Even as Lolo Dioscoro sat among them and told them about the past, I could feel the disappointment well up in me, that these boys knew nothing about the history that had been made in the very place where they had been born and grew up.
It was nice, though, that they did seem to pay good attention to what he was saying.
But the boys of Lamao were not unique. In all the places we visited in Bataan, Pampanga and Tarlac, most everyone we asked either knew nothing or were misinformed.
What genuine curiosity about our past that I did see during our coverage was in our kababayans returning from abroad.
On Mt. Samat, where we went to shoot some footage, Isidro Pe, who was with a group of balikbayans from the US, sat to one side listeningr aptly to Lolo Dioscoro’s account.
During a break in the shoot, he walked up and engaged the veteran in a conversation, saying he wanted to clear up the gray areas in the past that the many history books he had read had failed to fill.
And at the Capas National Shrine, which is what Camp O’Donnell is now called, I met Maria Williams, a native of Leyte who migrated to the US when she was a kid and was back with a group of students from the College of the Ozarks for a project in which they sponsored a few US World War II veterans, one of them Death March survivor Wayne Carringer, attending the 70th commemoration of the Fall of Bataan.

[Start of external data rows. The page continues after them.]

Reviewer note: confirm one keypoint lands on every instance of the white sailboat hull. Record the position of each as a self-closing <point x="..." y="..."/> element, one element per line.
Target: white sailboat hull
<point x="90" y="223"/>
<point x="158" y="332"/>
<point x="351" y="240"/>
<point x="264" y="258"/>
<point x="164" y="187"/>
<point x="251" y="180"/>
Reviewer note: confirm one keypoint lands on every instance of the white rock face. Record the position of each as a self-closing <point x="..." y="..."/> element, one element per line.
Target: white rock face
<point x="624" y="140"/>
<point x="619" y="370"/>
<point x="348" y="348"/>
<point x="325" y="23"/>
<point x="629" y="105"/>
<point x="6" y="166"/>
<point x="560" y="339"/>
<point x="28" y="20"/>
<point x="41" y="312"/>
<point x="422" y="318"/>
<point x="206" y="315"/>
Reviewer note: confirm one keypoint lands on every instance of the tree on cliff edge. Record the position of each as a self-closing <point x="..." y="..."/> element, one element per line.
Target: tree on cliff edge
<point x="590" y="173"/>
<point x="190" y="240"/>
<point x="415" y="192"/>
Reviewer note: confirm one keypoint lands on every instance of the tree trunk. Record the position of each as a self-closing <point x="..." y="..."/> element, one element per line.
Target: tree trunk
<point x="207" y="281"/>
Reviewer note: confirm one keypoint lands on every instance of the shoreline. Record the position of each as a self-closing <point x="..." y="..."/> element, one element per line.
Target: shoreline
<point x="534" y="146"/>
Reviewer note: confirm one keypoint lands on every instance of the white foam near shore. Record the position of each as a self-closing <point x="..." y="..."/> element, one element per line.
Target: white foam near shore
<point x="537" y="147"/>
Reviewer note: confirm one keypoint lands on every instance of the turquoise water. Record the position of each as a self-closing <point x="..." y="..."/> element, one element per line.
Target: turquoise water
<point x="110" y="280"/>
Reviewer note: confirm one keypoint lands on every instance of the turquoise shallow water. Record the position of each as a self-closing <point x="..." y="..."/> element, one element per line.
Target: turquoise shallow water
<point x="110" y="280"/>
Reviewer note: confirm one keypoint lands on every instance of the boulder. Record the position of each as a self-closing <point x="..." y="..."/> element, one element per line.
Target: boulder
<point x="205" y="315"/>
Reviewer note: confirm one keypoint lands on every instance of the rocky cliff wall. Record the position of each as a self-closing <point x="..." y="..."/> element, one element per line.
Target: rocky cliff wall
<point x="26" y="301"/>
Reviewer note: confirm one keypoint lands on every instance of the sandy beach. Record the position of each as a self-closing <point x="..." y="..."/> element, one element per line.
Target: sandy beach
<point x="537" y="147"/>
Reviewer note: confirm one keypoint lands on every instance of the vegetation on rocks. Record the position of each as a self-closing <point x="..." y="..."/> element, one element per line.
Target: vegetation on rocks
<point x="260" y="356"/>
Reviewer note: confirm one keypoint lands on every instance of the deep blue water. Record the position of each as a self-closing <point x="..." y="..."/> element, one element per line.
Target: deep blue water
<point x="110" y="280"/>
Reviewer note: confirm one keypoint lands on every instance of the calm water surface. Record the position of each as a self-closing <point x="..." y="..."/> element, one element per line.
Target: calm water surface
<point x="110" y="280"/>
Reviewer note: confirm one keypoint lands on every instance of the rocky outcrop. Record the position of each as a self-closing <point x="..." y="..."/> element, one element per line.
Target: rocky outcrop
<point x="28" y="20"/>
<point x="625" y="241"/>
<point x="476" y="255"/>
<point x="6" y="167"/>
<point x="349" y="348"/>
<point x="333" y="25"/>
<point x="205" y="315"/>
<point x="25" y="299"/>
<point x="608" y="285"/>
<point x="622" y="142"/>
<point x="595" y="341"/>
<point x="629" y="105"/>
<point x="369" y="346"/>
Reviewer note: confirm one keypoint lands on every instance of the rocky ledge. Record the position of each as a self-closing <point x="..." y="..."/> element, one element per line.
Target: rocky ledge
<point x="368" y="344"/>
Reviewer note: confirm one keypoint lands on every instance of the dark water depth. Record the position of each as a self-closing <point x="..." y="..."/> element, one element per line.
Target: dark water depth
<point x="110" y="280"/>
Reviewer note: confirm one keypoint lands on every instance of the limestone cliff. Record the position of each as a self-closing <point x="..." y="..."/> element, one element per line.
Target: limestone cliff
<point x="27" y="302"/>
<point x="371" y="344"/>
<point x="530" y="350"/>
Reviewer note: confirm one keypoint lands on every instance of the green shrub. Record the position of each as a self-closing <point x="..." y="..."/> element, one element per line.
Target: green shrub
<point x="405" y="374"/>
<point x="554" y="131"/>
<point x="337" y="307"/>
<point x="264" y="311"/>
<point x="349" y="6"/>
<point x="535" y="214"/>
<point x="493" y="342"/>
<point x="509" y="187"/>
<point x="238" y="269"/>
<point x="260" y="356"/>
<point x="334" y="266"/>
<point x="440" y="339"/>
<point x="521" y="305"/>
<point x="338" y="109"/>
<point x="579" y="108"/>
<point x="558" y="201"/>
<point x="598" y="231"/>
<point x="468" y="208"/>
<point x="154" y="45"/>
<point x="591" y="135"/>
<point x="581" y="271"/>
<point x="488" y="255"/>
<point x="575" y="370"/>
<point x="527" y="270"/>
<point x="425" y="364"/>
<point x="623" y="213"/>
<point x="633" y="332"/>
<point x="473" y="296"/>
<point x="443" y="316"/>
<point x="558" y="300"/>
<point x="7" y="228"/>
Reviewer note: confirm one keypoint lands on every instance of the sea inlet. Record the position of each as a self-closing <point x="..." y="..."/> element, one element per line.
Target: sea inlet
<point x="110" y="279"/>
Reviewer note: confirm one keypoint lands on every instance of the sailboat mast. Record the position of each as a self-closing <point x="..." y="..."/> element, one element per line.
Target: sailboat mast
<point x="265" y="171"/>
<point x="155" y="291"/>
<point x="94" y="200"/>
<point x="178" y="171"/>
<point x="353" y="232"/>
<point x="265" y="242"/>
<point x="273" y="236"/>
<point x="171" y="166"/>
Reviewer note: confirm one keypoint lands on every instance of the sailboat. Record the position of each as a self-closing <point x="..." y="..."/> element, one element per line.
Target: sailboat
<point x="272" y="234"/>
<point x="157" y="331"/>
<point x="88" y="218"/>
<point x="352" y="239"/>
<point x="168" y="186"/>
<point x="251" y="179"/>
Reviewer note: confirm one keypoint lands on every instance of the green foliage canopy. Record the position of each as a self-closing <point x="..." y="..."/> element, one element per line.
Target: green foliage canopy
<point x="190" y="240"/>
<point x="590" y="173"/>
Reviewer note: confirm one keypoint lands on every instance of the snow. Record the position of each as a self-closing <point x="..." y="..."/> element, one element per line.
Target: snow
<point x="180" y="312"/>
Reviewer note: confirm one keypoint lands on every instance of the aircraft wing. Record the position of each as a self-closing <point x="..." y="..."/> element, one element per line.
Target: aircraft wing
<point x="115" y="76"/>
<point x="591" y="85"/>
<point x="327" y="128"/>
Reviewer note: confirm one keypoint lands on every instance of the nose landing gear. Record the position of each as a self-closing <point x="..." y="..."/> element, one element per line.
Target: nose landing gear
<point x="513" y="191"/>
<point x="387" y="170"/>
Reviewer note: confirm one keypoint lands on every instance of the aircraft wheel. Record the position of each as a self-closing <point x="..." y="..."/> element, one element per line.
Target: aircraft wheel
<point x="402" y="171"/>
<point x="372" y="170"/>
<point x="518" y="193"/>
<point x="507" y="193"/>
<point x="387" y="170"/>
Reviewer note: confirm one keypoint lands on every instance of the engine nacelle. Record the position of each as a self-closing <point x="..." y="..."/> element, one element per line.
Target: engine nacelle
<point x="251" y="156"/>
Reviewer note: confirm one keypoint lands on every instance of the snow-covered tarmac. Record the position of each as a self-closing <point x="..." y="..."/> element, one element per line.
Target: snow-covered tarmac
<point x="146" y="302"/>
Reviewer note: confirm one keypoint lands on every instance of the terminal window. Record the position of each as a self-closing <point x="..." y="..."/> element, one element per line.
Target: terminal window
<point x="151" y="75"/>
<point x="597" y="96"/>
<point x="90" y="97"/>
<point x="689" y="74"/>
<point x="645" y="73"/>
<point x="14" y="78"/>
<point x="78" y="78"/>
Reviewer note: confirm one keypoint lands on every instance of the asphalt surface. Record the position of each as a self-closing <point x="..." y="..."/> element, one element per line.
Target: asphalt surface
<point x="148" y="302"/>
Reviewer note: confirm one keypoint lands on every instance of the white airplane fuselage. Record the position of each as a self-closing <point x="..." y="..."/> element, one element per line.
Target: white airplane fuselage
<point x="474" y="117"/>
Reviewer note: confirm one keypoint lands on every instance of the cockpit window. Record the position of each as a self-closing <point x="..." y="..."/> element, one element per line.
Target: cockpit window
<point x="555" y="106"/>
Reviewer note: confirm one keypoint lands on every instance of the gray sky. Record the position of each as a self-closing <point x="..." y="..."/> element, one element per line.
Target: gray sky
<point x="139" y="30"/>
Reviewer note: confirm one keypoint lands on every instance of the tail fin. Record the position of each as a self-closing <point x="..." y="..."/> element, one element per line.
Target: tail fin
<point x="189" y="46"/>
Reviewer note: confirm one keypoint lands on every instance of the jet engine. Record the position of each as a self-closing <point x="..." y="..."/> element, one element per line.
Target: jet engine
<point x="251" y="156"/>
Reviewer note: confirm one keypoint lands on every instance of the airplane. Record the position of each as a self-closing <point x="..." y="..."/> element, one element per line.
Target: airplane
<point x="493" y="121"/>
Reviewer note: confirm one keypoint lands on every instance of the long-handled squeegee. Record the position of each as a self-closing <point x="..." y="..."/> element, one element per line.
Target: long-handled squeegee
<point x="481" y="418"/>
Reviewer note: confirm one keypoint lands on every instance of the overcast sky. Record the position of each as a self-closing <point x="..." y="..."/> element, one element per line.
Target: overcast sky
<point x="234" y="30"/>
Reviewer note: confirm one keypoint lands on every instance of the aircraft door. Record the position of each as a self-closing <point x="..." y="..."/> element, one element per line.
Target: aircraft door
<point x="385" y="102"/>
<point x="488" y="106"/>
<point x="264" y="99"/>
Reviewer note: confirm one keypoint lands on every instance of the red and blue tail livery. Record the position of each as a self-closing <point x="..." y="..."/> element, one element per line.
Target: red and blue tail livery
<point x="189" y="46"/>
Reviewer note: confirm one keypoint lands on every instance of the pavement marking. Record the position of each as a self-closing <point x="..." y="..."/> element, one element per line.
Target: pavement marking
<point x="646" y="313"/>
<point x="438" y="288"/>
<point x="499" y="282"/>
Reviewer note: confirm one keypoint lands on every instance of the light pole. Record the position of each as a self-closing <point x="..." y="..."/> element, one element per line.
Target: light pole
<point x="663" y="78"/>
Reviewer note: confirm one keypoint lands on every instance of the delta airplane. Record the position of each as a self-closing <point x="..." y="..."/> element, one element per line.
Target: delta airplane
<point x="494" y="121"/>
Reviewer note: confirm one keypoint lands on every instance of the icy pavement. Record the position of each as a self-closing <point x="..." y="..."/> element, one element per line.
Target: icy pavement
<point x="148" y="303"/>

“I didn’t know that Death March happened and I didn’t know that almost 80,000 people suffered,” Maria said.
She was glad she joined the trip which, she said, helped her bridge the gap between the familiar and unfamiliar in Philippine History.
As we parted ways, her last words, for the Filipino youth, were: “I want to encourage them to learn about their history, how the Philippines came to be ... I think it’s really important to be awareof their history and their culture -- or our culture, I should say.”
Back to the future
As we wrapped up our work, I asked myself: “Now that I’ve heard more about the Death March how do I feel?” It’s a question I feel more pressured to answer, coming from Capas.
Before this, I had overlooked the historical landmarks in my town -- the Capas National Shrine and Capas Death March Monument, both just a few kilometers away from my home.
Now, I feel genuinely grateful for this chance to be a part of reliving the memories of the past.
Listening to the stories of those who lived through, fought and survived those times made me realize how very, very little the books I’ve read actually had taught me.
I stopped counting the “Eureka” moments early in the trip. Their pride became my pride. And I feel genuine gratitude for their bravery and sacrifice.
On a final note, I can’t help but compare and link the past to our present.
Back then, these people thought nothing of putting their lives on the line when our freedom was threatened.Today, we proclaim ourselves an independent and democratic country.
And we are supposed to be at peace.
Yet there seems to be no end to the socio-political problems we face. In fact, it seems like we are at war with ourselves.
I cannot help but ask, dear reader, “Is our country still worth fighting for?”